Specifically, this is the advent of a holistic yet highly federated digital workplace. Essentially, the core concept is a digital workplace as platform. It typically consists of contextual app integration contained within a digital workplace hub that is then enabled by a robust and vibrant app ecosystem. In other words, it's an integrated, consistent, and deeply connected user experience that often tracks work context, centralized notifications, single sign-on, and federated search as it works seamlessly with our apps and our data, and is usable from a single digital touchpoint of our choosing.

This platform trend has been further accelerated by a related "new" user experience technology known as conversational user experiences, aka smart chatbots.
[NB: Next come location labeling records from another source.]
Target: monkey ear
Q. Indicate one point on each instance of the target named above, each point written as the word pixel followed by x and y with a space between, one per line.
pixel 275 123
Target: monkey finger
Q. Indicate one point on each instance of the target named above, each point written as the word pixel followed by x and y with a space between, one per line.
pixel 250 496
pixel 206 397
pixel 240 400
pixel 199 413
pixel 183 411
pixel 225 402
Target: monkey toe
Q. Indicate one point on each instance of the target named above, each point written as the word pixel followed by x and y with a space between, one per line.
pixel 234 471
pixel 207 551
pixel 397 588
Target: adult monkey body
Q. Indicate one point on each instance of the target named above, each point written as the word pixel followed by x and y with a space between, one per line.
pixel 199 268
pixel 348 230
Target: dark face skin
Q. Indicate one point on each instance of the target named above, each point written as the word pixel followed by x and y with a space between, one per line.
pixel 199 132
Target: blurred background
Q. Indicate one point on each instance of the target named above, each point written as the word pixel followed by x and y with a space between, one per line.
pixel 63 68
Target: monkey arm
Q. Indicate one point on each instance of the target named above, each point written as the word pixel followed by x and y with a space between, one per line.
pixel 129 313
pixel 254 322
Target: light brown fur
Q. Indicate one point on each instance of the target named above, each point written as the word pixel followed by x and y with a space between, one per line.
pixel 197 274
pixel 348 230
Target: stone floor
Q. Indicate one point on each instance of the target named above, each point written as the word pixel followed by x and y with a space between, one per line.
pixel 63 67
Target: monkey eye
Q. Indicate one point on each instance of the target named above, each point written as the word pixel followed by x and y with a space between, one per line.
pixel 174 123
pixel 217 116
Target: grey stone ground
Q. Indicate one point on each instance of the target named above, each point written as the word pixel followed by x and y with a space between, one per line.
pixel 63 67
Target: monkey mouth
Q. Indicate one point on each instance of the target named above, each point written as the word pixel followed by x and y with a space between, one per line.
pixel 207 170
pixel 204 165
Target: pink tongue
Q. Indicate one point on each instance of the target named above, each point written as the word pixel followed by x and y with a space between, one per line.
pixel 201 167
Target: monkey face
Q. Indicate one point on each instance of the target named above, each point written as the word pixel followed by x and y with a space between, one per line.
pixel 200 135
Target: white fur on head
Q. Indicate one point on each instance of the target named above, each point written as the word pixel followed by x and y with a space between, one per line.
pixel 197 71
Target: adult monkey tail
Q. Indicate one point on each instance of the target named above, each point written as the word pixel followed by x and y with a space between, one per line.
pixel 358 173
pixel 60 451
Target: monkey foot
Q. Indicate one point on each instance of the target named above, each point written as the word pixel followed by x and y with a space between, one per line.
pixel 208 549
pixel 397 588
Bots, combined with even more advances on the horizon, provides further motivation for a new model as the digital workplace is also about to be challenged, disrupted, and extended by many new technologies: Integrated artificial intelligence (so-called cognitive collaboration), control and management of the Internet of Things, and soon truly immersive digital experience such as virtual and augmented reality. This pile-on of new advances is requiring more market response than any single vendor could possibly provide, making digital workplace hub as platform a particularly powerful and timely concept.

The confluence of these trends has created an opportunity for a new type of digital workplace that until recently was not really possible: A digital work foundation that is a) open and deeply integrated, and -- this is the real success factor -- b) is backed by a working ecosystem of application partners that's sufficiently large enough to provide enough off-the-shelf app integrations to create significant additional business value to most workers. Without the second piece, advances like OpenSocial never took off: The potential to build a deeply integrated digital workplace around a hub was certainly there, but limited capabilities without hand-tooled integration work and extensive customization, further choked by a poor or absent app ecosystem, made it a non-starter in practical terms.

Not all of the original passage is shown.